3D Interacting Hand Pose Estimation via Hand De-occlusion and Removal
The paper introduces an innovative approach to estimating 3D interacting hand poses from a single RGB image using a framework termed Hand De-occlusion and Removal (HDR). This problem is of significant importance for numerous applications, including human-computer interaction and augmented reality. The complexity arises chiefly from (1) occlusion during hand interactions and (2) ambiguities due to the similar appearance of left and right hands. Previous methods have predominantly approached the issue by directly predicting the 3D poses of both hands in tandem, which typically leads to challenges in handling occlusions and ambiguities.
HDR Framework
The authors propose decomposing the hand pose estimation task, estimating each hand separately, thus leveraging recent advancements in single-hand pose estimation. The HDR framework comprises three crucial components: Hand Amodal Segmentation Module (HASM), Hand De-occlusion and Removal Module (HDRM), and Single Hand Pose Estimator (SHPE).

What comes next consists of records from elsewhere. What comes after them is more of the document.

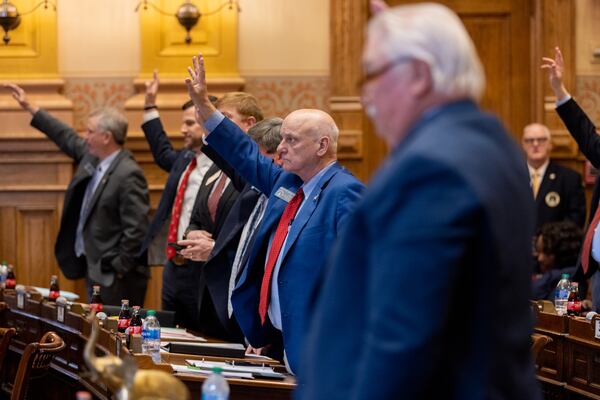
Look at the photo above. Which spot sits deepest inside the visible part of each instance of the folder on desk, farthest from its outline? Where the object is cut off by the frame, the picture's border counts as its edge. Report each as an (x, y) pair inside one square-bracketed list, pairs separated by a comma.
[(230, 350)]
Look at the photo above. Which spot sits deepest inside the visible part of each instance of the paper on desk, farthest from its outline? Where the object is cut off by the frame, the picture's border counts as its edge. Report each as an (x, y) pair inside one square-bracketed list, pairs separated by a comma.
[(228, 367), (187, 369), (176, 334)]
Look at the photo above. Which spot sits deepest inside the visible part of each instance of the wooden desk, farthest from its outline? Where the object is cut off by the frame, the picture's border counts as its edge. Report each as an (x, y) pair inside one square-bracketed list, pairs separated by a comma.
[(68, 370), (569, 367)]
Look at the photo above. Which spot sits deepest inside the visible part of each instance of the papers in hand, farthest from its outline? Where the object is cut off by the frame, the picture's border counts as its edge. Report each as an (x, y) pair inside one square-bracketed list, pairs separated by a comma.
[(179, 335), (230, 370)]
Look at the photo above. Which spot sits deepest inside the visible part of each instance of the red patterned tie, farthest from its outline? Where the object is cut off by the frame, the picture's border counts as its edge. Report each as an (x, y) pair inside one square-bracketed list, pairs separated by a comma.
[(587, 243), (176, 213), (280, 234), (215, 196)]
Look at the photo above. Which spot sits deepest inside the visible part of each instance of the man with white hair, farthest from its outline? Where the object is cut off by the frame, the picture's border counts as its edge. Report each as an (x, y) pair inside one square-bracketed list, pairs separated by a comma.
[(309, 200), (557, 190), (427, 292)]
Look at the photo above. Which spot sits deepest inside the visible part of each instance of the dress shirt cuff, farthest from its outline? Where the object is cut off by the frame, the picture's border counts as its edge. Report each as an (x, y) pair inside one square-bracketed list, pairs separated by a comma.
[(150, 115), (213, 121), (562, 101)]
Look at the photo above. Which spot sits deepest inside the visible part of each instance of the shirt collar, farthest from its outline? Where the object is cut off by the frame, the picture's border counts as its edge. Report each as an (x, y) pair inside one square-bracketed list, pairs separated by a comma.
[(104, 164)]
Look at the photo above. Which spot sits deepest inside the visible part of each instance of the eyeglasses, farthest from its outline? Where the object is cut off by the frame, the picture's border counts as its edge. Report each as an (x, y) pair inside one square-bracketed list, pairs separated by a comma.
[(370, 76), (533, 140)]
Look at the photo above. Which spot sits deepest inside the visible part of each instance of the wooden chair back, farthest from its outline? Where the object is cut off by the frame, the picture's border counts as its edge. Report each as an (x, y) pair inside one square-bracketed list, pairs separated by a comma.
[(539, 341), (35, 362), (6, 335)]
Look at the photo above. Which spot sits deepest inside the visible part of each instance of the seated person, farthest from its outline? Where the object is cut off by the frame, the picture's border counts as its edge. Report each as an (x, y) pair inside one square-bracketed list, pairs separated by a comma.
[(557, 246)]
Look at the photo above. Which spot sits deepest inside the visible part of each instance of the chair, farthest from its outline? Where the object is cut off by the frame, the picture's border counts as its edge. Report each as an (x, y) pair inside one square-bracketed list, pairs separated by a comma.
[(34, 363), (539, 341)]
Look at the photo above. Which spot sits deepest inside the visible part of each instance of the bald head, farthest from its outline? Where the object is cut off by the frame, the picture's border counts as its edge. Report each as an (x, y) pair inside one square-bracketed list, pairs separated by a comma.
[(309, 142)]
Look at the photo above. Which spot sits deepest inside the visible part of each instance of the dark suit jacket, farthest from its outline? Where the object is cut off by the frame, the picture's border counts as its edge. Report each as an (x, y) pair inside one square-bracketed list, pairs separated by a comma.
[(565, 185), (584, 132), (217, 269), (118, 216), (427, 294), (172, 161), (314, 230)]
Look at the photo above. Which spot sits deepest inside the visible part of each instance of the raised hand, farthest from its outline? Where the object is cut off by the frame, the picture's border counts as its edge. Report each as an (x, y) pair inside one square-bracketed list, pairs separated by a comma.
[(21, 97), (555, 67), (197, 89), (151, 90)]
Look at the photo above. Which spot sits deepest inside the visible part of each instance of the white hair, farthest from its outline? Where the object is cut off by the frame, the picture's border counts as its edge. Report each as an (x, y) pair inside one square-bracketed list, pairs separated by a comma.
[(435, 35)]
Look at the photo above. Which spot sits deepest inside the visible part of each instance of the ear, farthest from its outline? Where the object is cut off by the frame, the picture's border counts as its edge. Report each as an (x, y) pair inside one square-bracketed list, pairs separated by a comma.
[(251, 121), (323, 146), (422, 82)]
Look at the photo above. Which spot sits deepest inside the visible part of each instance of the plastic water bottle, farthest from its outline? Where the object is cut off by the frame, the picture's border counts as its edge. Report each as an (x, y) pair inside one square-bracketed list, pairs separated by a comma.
[(215, 387), (561, 295), (151, 336)]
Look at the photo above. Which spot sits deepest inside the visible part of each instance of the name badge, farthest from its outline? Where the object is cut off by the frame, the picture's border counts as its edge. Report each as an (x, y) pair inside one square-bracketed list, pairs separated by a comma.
[(213, 178), (284, 194), (89, 168)]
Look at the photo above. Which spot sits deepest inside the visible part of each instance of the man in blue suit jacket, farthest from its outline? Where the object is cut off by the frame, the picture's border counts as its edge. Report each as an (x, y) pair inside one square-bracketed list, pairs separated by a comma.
[(427, 294), (303, 238)]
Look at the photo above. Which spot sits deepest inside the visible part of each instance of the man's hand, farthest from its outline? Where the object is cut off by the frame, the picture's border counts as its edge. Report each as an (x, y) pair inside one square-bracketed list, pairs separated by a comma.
[(198, 234), (21, 97), (377, 6), (197, 89), (151, 90), (197, 249), (259, 352), (555, 67)]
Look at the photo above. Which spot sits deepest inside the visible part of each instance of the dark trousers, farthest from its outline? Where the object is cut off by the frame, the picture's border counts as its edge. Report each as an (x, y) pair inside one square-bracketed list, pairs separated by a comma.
[(180, 292), (132, 287)]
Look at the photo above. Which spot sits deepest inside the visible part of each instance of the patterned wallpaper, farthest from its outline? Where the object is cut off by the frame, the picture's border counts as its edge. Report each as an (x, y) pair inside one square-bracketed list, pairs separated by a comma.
[(277, 95), (588, 96)]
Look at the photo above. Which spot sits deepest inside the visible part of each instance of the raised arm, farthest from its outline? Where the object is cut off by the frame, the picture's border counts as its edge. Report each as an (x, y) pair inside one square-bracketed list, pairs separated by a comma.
[(162, 150), (63, 135)]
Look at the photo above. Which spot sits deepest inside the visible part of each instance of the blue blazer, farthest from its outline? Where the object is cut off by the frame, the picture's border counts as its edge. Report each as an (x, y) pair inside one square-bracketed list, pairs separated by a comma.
[(427, 294), (172, 161), (314, 230)]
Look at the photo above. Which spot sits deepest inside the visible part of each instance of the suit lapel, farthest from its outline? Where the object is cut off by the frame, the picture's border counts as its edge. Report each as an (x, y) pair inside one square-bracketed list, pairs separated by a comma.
[(103, 182), (547, 182), (308, 209)]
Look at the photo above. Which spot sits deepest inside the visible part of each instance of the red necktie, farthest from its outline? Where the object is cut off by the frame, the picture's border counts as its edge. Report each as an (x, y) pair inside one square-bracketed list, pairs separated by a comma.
[(215, 196), (587, 242), (280, 234), (176, 213)]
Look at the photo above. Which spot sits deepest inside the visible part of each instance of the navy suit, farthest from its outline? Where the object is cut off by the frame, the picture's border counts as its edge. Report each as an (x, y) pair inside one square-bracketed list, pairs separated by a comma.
[(180, 283), (560, 196), (217, 269), (311, 235), (427, 294)]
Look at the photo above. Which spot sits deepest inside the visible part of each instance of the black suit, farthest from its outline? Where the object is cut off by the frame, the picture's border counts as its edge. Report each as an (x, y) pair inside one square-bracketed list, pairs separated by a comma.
[(115, 223), (181, 284), (207, 321), (560, 196), (584, 132)]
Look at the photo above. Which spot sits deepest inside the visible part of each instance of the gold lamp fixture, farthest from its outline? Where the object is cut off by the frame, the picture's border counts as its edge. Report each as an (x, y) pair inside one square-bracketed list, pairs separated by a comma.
[(10, 18), (188, 14)]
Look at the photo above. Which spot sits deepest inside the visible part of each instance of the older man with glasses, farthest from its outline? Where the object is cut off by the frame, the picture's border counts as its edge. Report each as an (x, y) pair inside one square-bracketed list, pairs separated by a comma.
[(557, 190)]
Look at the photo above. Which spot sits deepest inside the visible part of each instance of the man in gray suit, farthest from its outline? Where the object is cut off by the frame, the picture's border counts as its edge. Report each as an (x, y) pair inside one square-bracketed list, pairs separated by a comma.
[(106, 205)]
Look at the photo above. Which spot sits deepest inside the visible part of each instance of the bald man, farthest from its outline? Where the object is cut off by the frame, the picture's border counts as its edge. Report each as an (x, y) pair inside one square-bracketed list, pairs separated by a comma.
[(310, 198), (557, 190)]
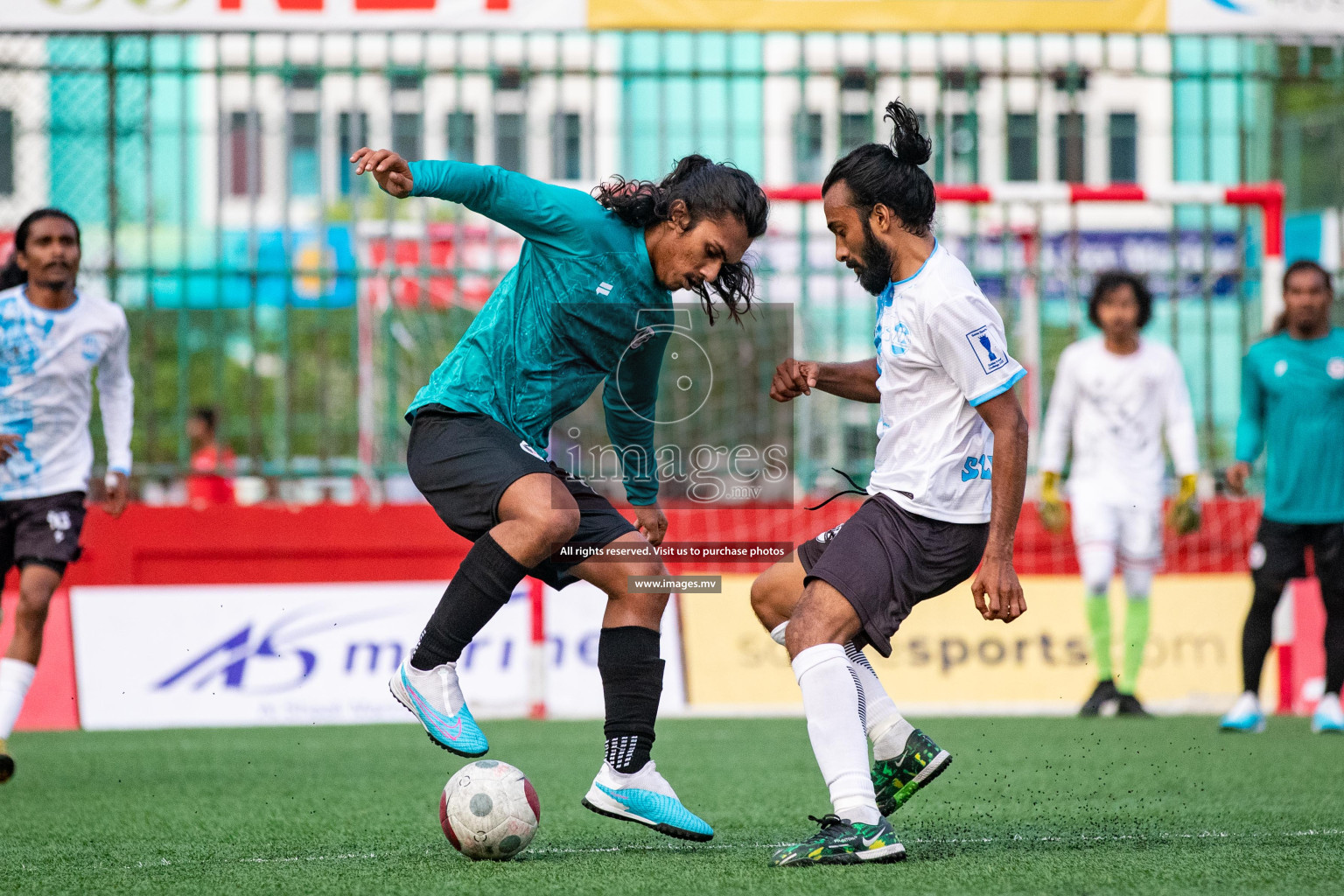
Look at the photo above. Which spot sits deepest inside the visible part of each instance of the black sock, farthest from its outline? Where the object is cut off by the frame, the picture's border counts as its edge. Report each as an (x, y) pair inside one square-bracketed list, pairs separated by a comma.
[(483, 584), (632, 682), (1258, 632)]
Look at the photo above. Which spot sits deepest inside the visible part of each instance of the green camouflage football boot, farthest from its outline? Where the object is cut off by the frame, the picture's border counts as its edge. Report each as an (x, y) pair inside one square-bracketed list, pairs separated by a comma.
[(843, 843), (895, 780)]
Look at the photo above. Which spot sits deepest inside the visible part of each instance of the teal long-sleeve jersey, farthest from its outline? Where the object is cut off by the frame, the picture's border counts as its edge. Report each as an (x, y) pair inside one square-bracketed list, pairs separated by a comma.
[(1293, 409), (581, 306)]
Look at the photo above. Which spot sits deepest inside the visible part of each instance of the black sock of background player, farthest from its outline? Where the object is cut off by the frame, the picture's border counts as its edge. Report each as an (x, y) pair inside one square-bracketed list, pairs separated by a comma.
[(483, 584), (632, 682)]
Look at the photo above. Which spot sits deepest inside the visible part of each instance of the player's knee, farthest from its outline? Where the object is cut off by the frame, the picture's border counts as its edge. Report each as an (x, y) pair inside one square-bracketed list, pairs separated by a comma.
[(556, 526), (765, 599), (32, 609)]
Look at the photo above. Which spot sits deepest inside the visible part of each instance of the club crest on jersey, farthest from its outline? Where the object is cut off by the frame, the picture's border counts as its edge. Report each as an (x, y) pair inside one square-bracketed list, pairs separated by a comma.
[(895, 336), (987, 348), (830, 534), (642, 336), (60, 522)]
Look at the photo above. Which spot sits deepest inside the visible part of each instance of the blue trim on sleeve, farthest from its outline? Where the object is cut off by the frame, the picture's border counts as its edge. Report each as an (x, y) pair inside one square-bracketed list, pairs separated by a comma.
[(898, 283), (999, 389)]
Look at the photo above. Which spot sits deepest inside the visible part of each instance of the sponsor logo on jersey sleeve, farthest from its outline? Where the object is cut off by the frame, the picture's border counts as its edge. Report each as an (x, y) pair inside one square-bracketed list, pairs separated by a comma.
[(988, 349)]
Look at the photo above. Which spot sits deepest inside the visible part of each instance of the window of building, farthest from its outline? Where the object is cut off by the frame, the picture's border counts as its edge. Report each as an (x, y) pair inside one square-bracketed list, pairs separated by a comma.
[(855, 130), (1068, 158), (5, 152), (807, 148), (964, 150), (509, 140), (1022, 147), (567, 147), (303, 153), (243, 153), (351, 135), (406, 135), (1124, 148), (461, 136)]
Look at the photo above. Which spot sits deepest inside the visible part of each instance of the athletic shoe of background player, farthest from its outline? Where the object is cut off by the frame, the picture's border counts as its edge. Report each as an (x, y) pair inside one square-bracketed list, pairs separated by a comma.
[(436, 699), (1245, 715), (843, 843), (647, 798), (1328, 717), (895, 780)]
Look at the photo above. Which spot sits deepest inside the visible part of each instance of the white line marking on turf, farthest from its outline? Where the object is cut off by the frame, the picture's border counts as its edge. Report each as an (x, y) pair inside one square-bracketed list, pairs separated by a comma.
[(654, 848)]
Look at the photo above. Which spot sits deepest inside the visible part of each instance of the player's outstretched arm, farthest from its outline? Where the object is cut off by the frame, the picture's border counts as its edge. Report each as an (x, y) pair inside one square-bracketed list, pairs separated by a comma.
[(1250, 426), (857, 381), (556, 216), (391, 172), (996, 589), (117, 401)]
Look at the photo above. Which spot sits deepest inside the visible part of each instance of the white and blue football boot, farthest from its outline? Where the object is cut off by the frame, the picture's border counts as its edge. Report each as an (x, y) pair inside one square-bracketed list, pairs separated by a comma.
[(1245, 715), (436, 699), (644, 797), (1328, 717)]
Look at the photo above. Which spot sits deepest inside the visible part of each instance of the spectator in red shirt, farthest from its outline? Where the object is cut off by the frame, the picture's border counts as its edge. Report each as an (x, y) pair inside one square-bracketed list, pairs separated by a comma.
[(211, 480)]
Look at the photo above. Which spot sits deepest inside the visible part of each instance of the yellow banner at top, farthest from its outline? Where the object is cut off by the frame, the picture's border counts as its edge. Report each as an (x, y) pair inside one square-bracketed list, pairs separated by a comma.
[(880, 15)]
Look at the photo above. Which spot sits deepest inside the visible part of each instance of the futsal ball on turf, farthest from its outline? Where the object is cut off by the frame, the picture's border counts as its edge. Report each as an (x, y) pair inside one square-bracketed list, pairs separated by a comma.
[(489, 810)]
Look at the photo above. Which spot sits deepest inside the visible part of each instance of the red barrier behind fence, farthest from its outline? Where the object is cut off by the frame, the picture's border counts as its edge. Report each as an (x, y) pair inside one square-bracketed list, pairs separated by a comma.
[(332, 543)]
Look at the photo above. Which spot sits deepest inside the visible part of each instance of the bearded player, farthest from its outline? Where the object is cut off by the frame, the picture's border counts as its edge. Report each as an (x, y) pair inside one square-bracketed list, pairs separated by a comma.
[(1115, 398), (945, 494), (576, 312), (52, 339)]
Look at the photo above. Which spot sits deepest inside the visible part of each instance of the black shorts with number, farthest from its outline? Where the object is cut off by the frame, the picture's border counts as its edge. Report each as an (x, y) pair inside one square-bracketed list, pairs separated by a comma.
[(463, 464), (40, 531), (1280, 554), (886, 559)]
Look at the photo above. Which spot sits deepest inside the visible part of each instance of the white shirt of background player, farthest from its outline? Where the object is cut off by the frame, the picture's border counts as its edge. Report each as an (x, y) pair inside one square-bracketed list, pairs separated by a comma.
[(1115, 411)]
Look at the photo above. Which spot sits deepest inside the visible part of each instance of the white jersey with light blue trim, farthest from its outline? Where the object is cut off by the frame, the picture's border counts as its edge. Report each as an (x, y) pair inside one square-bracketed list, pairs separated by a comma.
[(941, 351), (46, 396)]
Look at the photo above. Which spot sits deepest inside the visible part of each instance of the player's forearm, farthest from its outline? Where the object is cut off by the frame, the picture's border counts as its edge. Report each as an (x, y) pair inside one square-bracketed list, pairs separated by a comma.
[(1008, 484), (855, 381)]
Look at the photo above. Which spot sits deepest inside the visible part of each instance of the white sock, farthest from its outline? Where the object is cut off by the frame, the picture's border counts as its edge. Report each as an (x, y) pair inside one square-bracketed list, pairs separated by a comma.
[(15, 679), (437, 684), (887, 728), (832, 700)]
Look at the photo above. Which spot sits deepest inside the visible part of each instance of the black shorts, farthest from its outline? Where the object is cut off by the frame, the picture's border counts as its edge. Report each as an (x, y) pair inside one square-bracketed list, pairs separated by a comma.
[(40, 531), (885, 560), (1280, 552), (463, 464)]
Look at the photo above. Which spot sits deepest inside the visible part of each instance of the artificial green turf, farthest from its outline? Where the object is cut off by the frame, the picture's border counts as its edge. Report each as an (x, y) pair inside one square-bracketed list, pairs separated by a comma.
[(1028, 806)]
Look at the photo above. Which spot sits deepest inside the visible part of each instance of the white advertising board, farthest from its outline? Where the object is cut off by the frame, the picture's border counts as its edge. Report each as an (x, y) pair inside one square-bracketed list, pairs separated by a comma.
[(286, 654), (290, 15), (1256, 17)]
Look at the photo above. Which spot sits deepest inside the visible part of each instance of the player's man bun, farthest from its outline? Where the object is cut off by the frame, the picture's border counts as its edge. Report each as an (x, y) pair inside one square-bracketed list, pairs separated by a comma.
[(907, 144), (710, 190), (890, 173)]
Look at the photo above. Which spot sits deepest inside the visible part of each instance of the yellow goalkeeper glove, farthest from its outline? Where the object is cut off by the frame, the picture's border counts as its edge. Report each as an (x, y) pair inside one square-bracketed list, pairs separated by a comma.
[(1184, 514), (1054, 514)]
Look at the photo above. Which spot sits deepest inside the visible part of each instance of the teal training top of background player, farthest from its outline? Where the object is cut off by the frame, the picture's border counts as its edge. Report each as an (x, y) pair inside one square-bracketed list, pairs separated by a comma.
[(564, 320), (1293, 409)]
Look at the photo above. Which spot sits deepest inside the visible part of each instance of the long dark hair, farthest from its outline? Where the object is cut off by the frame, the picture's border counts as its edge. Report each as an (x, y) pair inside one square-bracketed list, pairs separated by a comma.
[(14, 276), (1106, 281), (710, 190), (890, 173), (1306, 263)]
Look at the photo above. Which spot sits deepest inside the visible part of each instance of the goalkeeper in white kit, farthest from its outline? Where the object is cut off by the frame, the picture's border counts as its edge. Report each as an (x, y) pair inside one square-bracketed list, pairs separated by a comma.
[(1115, 398)]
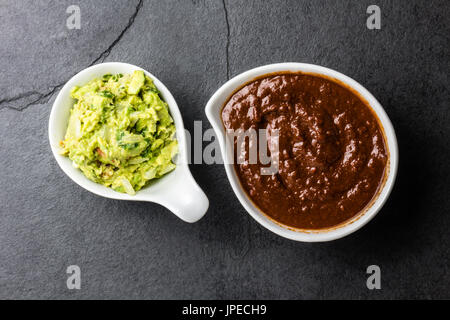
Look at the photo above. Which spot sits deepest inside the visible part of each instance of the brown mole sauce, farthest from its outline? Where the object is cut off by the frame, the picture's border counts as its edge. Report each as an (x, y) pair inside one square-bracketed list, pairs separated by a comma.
[(332, 153)]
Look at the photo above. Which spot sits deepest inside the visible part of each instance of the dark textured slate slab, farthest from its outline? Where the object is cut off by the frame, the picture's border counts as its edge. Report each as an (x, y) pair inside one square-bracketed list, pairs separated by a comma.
[(140, 250)]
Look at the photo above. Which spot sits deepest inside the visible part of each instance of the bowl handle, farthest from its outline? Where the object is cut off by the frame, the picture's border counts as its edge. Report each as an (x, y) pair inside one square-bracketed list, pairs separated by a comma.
[(185, 199)]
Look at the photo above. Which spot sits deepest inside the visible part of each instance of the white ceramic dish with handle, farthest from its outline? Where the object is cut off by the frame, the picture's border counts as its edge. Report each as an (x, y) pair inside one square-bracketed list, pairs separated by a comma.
[(177, 191), (213, 112)]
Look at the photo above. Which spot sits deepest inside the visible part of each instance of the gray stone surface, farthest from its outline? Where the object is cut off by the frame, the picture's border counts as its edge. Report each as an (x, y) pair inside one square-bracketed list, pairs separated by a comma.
[(140, 250)]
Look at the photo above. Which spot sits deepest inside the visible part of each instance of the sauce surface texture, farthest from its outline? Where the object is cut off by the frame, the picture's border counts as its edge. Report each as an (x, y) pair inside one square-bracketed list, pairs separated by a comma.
[(332, 152)]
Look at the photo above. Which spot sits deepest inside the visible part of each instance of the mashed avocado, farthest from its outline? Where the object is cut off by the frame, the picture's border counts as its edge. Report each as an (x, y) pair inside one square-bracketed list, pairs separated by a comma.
[(120, 133)]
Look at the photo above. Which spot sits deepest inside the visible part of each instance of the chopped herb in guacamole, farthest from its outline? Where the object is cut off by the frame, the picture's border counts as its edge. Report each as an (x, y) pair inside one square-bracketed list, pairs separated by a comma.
[(120, 133)]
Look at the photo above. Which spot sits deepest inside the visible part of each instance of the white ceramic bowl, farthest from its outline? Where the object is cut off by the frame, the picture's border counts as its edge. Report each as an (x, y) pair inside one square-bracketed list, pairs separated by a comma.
[(177, 191), (213, 112)]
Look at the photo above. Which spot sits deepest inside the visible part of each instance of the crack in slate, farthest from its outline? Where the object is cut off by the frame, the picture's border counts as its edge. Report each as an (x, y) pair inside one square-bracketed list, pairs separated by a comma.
[(228, 38), (45, 97)]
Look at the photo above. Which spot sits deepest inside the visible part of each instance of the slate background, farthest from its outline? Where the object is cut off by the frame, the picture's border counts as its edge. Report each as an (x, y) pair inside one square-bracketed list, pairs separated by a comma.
[(140, 250)]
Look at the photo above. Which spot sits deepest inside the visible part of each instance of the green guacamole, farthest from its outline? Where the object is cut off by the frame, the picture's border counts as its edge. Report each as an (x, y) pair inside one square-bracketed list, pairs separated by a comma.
[(120, 133)]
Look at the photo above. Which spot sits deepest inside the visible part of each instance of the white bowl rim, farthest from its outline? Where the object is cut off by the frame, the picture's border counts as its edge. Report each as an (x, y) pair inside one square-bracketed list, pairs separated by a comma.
[(163, 189), (214, 106)]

- HASM generates both amodal and visible segmentation masks for each hand. These masks are critical for understanding occluded parts and distracting elements, essential for the subsequent de-occlusion and removal processes.
- HDRM focuses on mitigating occlusion and confusion caused by similar appearances through de-occlusion and removal processes. The module reconstructs occluded hand parts and removes the distracting hand to simplify the input to the hand pose estimator.
- SHPE is an existing single-hand pose estimator, which benefits from the simplified input, overcoming issues related to occlusion and ambiguity.
Quantitative evaluations demonstrate that the HDR framework significantly outperforms existing state-of-the-art methods. Specifically, it reduces the mean per-joint position error (MPJPE) considerably, showing marked improvements over traditional two-hand methods on the InterHand2.6M dataset, especially in challenging scenarios involving heavy interaction.
Creation and Utilization of Amodal InterHand Dataset (AIH)
This paper also introduces the Amodal InterHand Dataset (AIH), which is seminal in training the proposed modules. AIH is synthetically generated and comprises two sub-datasets: AIH_Syn and AIH_Render.
- AIH_Syn employs copy-and-paste techniques to generate realistic-looking hand interactions, preserving the biomechanical structure, albeit sometimes leading to unnatural hand positions.
- AIH_Render offers greater fidelity in physical interactions by rendering hand meshes, though it's prone to appearance gaps due to synthetic textures.
The combination of these datasets ensures comprehensive coverage of hand poses and interactions, facilitating robust model training.
Implications and Future Directions
The HDR framework and AIH dataset collectively push the boundaries of hand pose estimation amidst interaction and occlusion. The success of this approach hinges on effectively applying de-occlusion and removal cues, showcasing a novel use of amodal perception for practical purposes in 3D vision tasks. Future work could explore further improvements in image recovery quality and integrating more advanced modules as the building blocks for HDR, setting the stage for broader applications and advancements in AI interactions involving complex human gestures. This research is poised to influence future developments in AI, obstacle avoidance in robotics, and immersive AR/VR experiences. The ongoing challenge is to refine these models for better generalization across diverse environments, enhancing their applicability and robustness in unconstrained real-world scenarios.